I'm trying to do my own custom glBlendFunc through fragment shaders, however, my solution is a lot slower than the native glBlendFunc, even when they do the exact blending function.
I was wondering if anyone had any suggestion on how to do this in a more efficient way.
My solution works something like this:
void draw(fbo fbos[2], render_item item)
{
// fbos[0] is the render target
// fbos[1] is the previous render target used to read "background" to blend against in shader
// Both fbos have exactly the same content, however they need to be different since we can't both read and write to the same texture. The texture we render to needs to have the entire content since we might not draw geometry everywhere.
fbos[0]->attach(); // Attach fbo
fbos[1]->bind(1); // Bind as texture 1
render(item);
glCopyTexSubImage2D(...); // copy from fbos[0] to fbos[1], fbos[1] == fbos[0]
}
fragment.glsl
vec4 blend_color(vec4 fore)
{
vec4 back = texture2D(background, gl_TexCoord[1].st); // background is read from texture "1"
return vec4(mix(back.rgb, fore.rgb, fore.a), back.a + fore.a);
}
Your best bet for improving the performance of FBO-based blending is NV_texture_barrier. Despite the name, AMD has implemented it as well, so if you stick to Radeon HD-class cards, it should be available to you.

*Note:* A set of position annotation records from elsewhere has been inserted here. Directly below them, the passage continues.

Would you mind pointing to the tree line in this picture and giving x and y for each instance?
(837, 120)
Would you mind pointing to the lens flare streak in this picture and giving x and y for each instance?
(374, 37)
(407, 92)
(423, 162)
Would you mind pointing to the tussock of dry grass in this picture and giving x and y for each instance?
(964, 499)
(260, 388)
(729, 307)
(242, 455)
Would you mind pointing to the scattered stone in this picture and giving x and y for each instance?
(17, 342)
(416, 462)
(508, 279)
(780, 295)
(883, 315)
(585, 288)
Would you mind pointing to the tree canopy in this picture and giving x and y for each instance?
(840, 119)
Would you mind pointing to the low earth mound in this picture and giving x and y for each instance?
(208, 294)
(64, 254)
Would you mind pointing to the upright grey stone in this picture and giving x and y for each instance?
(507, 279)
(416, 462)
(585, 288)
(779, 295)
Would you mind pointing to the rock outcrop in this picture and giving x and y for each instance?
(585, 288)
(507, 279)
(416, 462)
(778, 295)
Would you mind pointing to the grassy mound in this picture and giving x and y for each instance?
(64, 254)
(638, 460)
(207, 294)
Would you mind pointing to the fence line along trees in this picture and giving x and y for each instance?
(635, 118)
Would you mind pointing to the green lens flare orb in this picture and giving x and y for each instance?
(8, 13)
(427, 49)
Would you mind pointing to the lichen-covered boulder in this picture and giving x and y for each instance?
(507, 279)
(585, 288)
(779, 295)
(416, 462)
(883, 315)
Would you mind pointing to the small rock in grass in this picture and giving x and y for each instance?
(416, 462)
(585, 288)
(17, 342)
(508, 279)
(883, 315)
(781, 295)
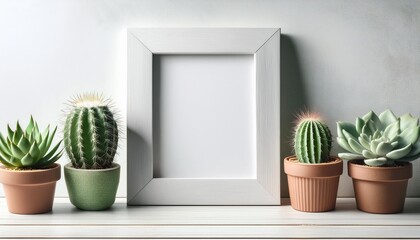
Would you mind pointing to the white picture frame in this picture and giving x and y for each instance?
(142, 187)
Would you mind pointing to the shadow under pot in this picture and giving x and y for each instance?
(313, 187)
(30, 191)
(380, 189)
(92, 189)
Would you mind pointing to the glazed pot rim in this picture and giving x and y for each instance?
(70, 167)
(322, 170)
(368, 173)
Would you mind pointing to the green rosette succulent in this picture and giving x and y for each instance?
(380, 140)
(28, 149)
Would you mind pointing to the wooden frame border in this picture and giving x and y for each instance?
(142, 188)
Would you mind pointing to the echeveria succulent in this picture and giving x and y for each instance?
(380, 140)
(28, 148)
(312, 142)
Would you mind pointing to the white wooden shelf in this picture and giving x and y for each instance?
(209, 222)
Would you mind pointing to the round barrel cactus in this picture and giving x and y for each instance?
(312, 142)
(90, 132)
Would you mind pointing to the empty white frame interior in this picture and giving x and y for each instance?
(203, 117)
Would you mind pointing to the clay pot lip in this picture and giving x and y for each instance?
(28, 177)
(378, 174)
(70, 167)
(30, 171)
(321, 170)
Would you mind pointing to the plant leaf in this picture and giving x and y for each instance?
(344, 144)
(408, 121)
(359, 124)
(392, 130)
(349, 156)
(3, 145)
(387, 117)
(52, 160)
(34, 151)
(356, 146)
(368, 154)
(16, 152)
(27, 160)
(409, 135)
(364, 143)
(374, 144)
(350, 128)
(24, 144)
(384, 148)
(30, 126)
(5, 162)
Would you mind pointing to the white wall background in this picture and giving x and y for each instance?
(340, 58)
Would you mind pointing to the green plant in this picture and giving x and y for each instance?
(380, 140)
(27, 149)
(312, 141)
(91, 132)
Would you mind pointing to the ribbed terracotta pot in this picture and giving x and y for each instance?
(313, 187)
(92, 189)
(379, 189)
(30, 191)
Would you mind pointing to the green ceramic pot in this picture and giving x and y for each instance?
(92, 189)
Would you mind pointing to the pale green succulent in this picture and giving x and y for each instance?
(380, 140)
(28, 149)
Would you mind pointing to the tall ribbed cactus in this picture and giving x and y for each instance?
(90, 132)
(312, 140)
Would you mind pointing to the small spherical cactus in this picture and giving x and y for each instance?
(90, 132)
(313, 140)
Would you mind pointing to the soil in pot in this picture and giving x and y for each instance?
(313, 187)
(92, 189)
(380, 189)
(30, 191)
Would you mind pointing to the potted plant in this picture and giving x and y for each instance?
(312, 174)
(380, 149)
(29, 172)
(91, 140)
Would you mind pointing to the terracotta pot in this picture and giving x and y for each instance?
(379, 189)
(30, 191)
(313, 187)
(92, 189)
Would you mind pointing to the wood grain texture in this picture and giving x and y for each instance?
(140, 117)
(203, 40)
(267, 61)
(217, 222)
(143, 189)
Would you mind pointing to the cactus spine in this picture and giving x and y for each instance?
(90, 132)
(312, 142)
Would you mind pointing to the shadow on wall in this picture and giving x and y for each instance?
(292, 99)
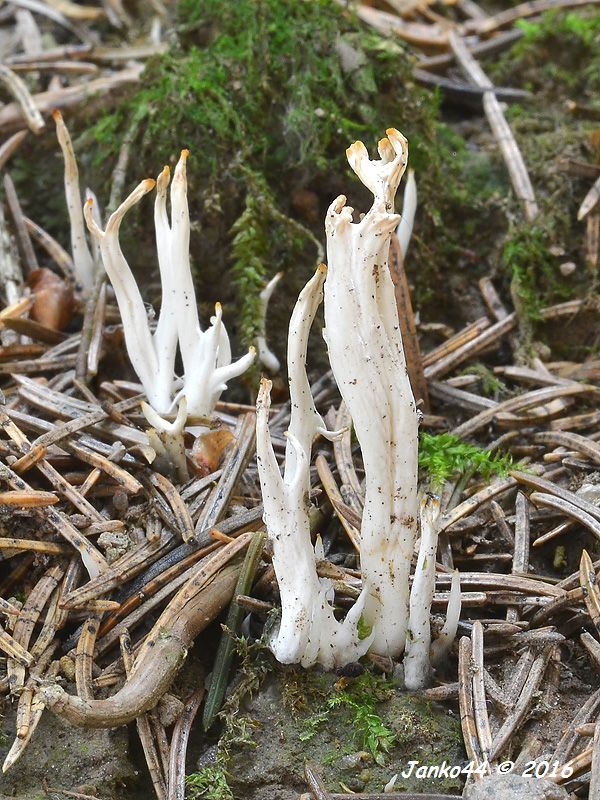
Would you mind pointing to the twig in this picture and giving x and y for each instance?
(500, 127)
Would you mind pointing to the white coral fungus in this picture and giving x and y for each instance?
(206, 355)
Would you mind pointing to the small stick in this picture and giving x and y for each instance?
(10, 146)
(22, 233)
(472, 347)
(463, 337)
(572, 511)
(589, 584)
(179, 741)
(194, 606)
(465, 701)
(55, 250)
(25, 102)
(500, 127)
(178, 507)
(27, 619)
(315, 783)
(218, 500)
(519, 713)
(521, 548)
(523, 401)
(84, 657)
(482, 723)
(143, 727)
(11, 115)
(595, 776)
(592, 241)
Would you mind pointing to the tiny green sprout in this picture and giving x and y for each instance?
(363, 628)
(209, 783)
(560, 557)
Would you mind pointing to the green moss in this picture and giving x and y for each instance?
(209, 783)
(559, 52)
(444, 455)
(263, 118)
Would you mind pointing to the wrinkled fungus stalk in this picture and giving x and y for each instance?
(167, 440)
(308, 632)
(420, 653)
(265, 355)
(83, 263)
(206, 355)
(409, 209)
(367, 358)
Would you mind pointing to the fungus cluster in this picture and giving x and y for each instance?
(365, 349)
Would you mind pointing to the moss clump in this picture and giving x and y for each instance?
(558, 52)
(356, 732)
(444, 455)
(266, 94)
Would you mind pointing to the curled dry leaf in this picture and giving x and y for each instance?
(54, 301)
(208, 450)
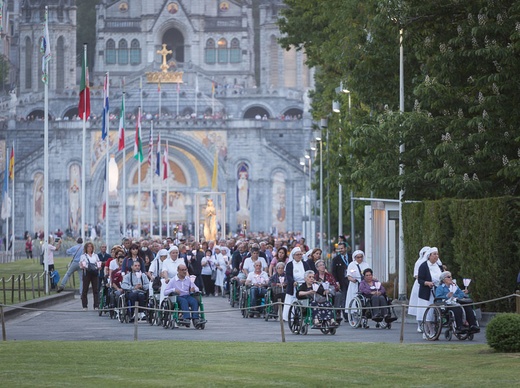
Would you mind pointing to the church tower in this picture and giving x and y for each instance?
(62, 36)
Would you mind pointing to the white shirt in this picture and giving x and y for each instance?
(298, 271)
(170, 266)
(249, 265)
(256, 279)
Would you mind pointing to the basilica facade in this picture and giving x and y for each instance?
(224, 107)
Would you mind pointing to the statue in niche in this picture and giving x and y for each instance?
(210, 222)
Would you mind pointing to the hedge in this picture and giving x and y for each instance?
(477, 239)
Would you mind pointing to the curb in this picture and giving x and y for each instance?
(12, 311)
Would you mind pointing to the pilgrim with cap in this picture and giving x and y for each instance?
(355, 275)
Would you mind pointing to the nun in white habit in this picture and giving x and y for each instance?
(355, 275)
(295, 273)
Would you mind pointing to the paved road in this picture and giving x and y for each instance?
(68, 321)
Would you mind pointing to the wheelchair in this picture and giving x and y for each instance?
(124, 310)
(154, 314)
(359, 315)
(171, 316)
(438, 317)
(245, 303)
(104, 298)
(300, 319)
(234, 292)
(271, 310)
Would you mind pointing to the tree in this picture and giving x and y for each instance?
(461, 83)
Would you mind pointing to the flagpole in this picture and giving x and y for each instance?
(150, 153)
(160, 187)
(196, 92)
(166, 173)
(12, 203)
(160, 98)
(6, 194)
(178, 92)
(84, 152)
(106, 112)
(46, 203)
(124, 161)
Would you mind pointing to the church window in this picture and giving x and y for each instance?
(28, 61)
(210, 52)
(110, 54)
(234, 52)
(60, 63)
(122, 52)
(135, 52)
(222, 51)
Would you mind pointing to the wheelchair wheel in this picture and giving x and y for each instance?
(166, 319)
(122, 311)
(102, 300)
(432, 327)
(233, 293)
(152, 316)
(448, 334)
(295, 318)
(242, 303)
(355, 313)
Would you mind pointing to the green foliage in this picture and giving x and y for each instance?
(502, 333)
(86, 32)
(477, 239)
(460, 82)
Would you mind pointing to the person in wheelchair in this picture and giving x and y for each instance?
(278, 282)
(323, 276)
(450, 292)
(136, 284)
(318, 297)
(376, 294)
(116, 279)
(257, 280)
(182, 286)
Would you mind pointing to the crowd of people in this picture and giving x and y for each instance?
(289, 268)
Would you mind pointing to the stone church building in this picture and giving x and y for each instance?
(229, 105)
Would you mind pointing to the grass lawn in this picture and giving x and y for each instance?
(29, 267)
(174, 363)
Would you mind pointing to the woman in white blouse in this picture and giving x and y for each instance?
(90, 263)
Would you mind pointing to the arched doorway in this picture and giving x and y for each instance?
(256, 111)
(174, 41)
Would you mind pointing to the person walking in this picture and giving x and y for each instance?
(90, 264)
(76, 251)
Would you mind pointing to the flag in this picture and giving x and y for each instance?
(158, 156)
(105, 188)
(138, 145)
(84, 91)
(122, 125)
(106, 108)
(6, 201)
(150, 147)
(165, 162)
(11, 164)
(45, 49)
(214, 179)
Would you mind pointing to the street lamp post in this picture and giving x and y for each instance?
(309, 229)
(318, 138)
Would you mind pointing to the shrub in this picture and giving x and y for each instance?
(502, 333)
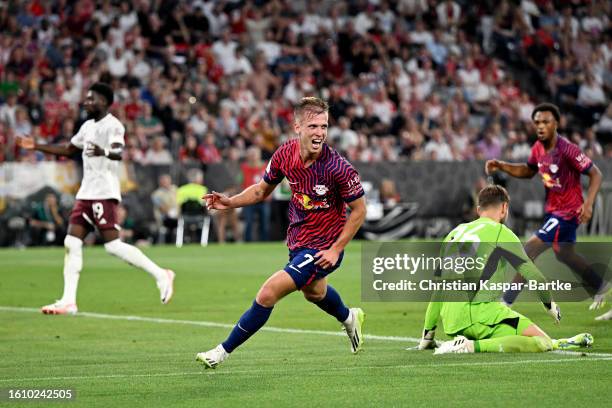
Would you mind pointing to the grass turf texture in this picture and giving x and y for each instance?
(140, 363)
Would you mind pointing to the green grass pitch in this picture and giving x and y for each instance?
(114, 362)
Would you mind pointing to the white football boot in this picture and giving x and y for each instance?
(457, 345)
(353, 328)
(59, 307)
(212, 358)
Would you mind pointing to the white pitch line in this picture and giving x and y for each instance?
(319, 370)
(265, 328)
(210, 324)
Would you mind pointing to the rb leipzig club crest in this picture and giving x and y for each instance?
(321, 189)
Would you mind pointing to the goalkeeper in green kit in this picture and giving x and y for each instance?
(482, 324)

Basically, it allows you to ping-pong without heavyweight operations like FBO binding or texture attachment operations. The specification has a section towards the bottom that shows the general algorithm.

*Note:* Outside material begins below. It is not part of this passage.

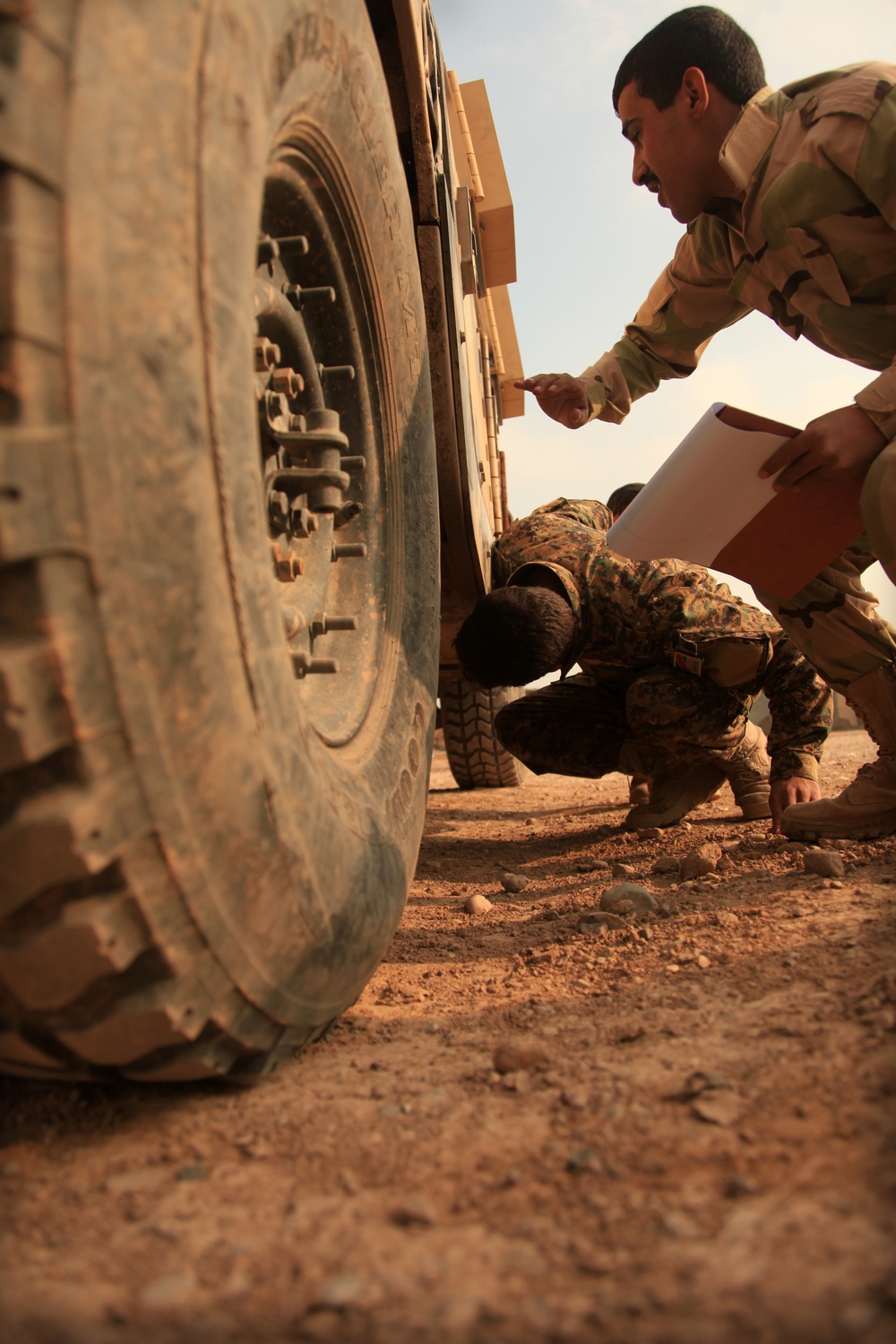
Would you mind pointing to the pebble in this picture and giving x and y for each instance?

Another alternative is EXT_shader_image_load_store. This will require DX11/GL 4.x class hardware. OpenGL 4.2 recently promoted this to core with ARB_shader_image_load_store.
Even with this, as Darcy said, you're never going to beat regular blending. It uses special hardware structures that shaders can't access (since they happen after the shaders have run). You should only do programmatic blending if there is some effect that you absolutely cannot accomplish any other way.